Lo dijo en voz baja, con una voz que no era suya del todo, sino una mezcla entre el susurro y la orden. Él asintió, cerró los ojos, y dejó que ella lo llevara.
Cuando finalmente se metió dentro de él, lo hizo con calma, hasta el fondo, hasta sentir que el mundo se reducía a ese punto de calor. Matías le agarró las caderas, las apretó contra sí, y ella empezó a moverse, lento, como si cada movimiento fuera un verso que aún no había terminado de escribir.

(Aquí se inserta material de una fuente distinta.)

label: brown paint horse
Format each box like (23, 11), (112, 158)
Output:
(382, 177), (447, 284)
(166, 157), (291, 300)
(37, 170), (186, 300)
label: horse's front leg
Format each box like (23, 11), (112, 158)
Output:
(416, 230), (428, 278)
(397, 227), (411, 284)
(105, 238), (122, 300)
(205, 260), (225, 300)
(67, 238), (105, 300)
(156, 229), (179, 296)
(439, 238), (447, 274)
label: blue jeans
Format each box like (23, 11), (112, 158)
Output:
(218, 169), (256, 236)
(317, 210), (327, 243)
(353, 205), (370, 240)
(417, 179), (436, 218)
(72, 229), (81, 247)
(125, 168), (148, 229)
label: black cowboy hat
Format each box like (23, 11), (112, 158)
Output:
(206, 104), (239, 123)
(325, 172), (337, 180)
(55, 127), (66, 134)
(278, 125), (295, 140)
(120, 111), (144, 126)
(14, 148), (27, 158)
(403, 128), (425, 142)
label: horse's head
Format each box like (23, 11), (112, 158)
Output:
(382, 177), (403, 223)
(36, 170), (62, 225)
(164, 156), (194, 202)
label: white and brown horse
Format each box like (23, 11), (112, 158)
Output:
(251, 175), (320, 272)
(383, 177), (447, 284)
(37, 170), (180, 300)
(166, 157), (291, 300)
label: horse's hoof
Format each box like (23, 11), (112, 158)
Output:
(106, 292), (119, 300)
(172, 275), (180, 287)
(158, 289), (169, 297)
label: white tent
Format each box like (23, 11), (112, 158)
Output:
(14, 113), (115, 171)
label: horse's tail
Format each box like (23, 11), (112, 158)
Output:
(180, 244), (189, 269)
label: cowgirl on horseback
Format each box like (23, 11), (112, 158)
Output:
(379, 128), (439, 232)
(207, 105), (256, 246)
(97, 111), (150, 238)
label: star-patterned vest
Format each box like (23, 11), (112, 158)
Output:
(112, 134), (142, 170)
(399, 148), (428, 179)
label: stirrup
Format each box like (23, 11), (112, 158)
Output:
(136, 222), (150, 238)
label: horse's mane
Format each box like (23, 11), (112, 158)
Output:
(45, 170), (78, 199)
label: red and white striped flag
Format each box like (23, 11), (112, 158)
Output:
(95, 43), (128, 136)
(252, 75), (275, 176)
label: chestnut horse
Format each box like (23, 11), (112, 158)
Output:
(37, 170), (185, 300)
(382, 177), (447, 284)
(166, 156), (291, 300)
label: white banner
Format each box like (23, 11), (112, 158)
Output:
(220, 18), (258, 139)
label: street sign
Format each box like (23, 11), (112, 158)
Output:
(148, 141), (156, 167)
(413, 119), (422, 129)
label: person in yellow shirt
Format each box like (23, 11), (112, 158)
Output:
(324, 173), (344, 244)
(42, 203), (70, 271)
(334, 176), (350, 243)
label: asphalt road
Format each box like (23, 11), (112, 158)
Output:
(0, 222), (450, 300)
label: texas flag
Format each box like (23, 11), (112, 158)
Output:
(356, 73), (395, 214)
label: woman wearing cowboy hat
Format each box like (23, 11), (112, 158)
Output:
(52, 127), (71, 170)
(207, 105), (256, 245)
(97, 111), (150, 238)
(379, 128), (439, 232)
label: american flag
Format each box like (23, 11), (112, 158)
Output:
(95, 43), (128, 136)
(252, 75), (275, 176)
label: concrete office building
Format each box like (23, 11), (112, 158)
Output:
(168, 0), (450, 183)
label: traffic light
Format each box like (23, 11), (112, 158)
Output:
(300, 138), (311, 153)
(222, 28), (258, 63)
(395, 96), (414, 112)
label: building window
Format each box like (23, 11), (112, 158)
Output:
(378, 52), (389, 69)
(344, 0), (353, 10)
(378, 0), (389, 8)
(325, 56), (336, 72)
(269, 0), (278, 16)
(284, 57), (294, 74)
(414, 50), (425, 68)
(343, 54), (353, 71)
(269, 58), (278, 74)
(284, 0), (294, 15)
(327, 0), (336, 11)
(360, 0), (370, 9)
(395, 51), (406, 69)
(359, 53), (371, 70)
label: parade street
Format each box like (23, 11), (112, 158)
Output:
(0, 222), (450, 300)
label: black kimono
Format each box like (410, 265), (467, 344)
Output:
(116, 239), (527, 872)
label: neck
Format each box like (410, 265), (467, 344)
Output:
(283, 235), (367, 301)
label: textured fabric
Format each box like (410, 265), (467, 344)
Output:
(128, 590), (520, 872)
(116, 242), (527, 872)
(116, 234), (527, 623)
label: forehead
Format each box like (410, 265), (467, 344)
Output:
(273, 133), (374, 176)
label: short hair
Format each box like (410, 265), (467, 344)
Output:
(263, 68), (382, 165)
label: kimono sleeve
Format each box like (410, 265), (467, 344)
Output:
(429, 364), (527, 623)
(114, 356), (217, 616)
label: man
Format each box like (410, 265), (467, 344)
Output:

Él le besó el cuello, le mordió el hombro, le chupó la nuca, y cada vez que ella se movía, él soltaba un gemido que sonaba como una plegaria.
—Camila —dijo, por fin.
—Dime.
—No me sueltes.
Ella se inclinó, lo abrazó por la cintura, y lo empujó con más fuerza, más profundidad, hasta que ambos sintieron que el suelo se desvanecía. Él se vino con un jadeo ahogado, tembloroso, mientras ella lo sentía estremecerse dentro, como si su cuerpo le estuviera contando una historia que aún no tenía nombre.
Cuando todo terminó, se quedaron quietos, sudados, entrelazados. La lluvia había amainado. Sólo quedaba el sonido de sus respiraciones, entrecortadas, y el frío que entraba por la ventana.
—Me quedé sin palabras —dijo Matías, acariciándole la espalda.
—Yo también —respondió ella, y le besó el pecho—. Pero te entendí igual.
Él se rió, bajo, y le pasó la mano por la cara.
—¿Volvemos a la cocina?
—No —dijo ella, y lo miró a los ojos—. Ahora la vas a limpiar vos.
Y esta vez, fue ella quien lo empujó hacia atrás, y él, sin dudarlo, volvió a cogerla.